Kleptokrasi (berasal dari bahasa Yunani: kleptes (pencuri) dan kratos (kuasa), kleptokrasi ("pemerintahan") adalah istilah yang mengacu kepada penggunaan demokrasi untuk membentuk pemerintahan yang menyalahgunakan kekayaan dan lahan yang dimiliki publik untuk kepentingan diri atau kelompoknya sendiri, biasanya dalam bentuk keuangan pemerintahan, terutama pajak, yang dampaknya hanya dinikmati oleh segelintir orang. [1] [2][3] Pemerintahan ini umumnya tidak jauh dari praktik-praktik korupsi dan kriminalisasi.

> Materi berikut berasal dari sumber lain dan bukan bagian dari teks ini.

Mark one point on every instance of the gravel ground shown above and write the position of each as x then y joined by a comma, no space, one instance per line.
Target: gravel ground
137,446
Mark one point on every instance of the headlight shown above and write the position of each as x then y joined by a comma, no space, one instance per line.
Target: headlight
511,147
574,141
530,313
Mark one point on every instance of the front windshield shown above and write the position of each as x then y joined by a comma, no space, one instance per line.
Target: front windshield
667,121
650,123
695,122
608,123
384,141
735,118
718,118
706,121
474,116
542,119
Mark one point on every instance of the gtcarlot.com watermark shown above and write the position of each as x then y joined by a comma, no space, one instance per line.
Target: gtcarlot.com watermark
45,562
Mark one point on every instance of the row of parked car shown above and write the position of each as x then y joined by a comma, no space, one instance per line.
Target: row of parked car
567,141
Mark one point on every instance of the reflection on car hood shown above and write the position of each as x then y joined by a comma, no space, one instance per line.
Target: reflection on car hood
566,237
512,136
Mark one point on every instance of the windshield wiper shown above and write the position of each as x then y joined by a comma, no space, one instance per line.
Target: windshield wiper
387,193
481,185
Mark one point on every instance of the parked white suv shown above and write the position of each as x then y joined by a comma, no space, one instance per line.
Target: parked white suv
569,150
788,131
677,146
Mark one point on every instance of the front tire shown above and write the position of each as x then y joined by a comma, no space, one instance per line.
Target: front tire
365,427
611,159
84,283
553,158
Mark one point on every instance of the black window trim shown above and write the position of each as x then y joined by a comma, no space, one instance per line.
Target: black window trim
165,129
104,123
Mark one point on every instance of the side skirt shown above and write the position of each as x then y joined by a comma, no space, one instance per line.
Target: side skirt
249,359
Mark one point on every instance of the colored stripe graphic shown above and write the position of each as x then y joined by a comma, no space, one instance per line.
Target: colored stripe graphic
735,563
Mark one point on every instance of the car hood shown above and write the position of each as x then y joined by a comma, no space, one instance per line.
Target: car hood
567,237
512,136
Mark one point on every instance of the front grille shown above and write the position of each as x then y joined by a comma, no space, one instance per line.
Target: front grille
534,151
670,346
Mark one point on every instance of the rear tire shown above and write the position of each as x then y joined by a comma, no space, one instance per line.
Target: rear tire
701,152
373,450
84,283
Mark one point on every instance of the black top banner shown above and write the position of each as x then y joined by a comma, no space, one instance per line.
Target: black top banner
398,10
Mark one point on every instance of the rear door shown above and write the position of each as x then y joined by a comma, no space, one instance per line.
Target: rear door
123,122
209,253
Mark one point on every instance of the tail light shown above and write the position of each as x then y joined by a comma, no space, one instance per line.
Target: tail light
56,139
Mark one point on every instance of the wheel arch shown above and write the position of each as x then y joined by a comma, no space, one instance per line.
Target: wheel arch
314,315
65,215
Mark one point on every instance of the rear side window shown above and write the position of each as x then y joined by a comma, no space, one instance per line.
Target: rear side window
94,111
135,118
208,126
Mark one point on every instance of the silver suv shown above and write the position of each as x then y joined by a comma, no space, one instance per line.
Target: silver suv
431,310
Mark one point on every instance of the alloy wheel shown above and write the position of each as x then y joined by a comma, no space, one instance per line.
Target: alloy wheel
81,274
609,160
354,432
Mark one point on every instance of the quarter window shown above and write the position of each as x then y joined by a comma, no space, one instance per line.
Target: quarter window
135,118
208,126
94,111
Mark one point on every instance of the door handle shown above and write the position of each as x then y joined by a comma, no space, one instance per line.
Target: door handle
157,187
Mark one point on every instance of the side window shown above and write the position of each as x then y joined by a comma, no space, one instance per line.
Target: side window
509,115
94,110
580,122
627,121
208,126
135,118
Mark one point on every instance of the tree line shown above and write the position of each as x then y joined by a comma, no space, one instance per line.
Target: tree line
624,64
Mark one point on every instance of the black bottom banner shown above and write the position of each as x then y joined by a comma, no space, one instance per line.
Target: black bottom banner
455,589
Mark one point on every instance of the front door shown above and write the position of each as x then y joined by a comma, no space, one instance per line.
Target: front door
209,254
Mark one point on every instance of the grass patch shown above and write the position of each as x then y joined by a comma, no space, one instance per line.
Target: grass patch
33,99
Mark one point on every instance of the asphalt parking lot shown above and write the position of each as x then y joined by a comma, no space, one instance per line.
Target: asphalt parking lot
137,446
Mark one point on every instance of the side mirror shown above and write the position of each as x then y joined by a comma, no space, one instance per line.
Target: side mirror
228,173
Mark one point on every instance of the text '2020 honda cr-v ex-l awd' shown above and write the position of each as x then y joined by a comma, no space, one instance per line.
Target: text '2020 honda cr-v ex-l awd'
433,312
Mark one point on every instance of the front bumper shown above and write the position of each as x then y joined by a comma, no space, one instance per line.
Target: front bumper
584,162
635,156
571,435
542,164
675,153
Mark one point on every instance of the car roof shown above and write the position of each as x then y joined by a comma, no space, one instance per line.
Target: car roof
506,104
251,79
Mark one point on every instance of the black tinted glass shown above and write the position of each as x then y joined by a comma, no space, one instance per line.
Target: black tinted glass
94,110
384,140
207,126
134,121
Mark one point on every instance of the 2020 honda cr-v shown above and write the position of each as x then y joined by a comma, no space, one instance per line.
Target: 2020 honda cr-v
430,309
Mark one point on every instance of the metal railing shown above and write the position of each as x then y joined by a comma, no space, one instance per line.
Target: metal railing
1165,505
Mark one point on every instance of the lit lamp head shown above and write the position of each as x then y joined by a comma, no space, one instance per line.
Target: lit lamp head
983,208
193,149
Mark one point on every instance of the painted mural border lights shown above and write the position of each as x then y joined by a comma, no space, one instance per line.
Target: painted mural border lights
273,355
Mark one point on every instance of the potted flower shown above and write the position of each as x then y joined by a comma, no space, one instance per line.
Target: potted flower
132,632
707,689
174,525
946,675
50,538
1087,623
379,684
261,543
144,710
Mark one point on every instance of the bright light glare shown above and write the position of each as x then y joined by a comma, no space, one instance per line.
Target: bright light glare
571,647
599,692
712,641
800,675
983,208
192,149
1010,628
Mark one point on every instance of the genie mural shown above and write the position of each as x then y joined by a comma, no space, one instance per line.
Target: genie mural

Kleptokrasi berbeda dengan plutokrasi (pemerintahan oleh orang kaya) atau oligarki (pemerintahan oleh sebagian kecil elit. Dalam kleptokrasi, politisi memperkaya dirinya sendiri melalui cara-cara yang dirahasiakan, dengan cara melanggar hukum, seperti sogok, korupsi, dan bayaran tertentu dari pelobi dan perusahaan, atau mengarahkan pembiayaan negara untuk diri dan rekan-rekan sejawatnya. Kleptokrasi juga sering mengirimkan keuntungan finansial yang didapat ke luar negeri, untuk mengantisipasi jika di masa depan kehilangan kekuasaan. [4]
Contoh penting termasuk mantan presiden otoriter Indonesia Soeharto[5]dan mantan Perdana Menteri Malaysia Najib Razak yang terpidana. Pada Juli 2020, Najib dinyatakan bersalah atas tuduhan korupsi terkait skandal 1MDB.[6]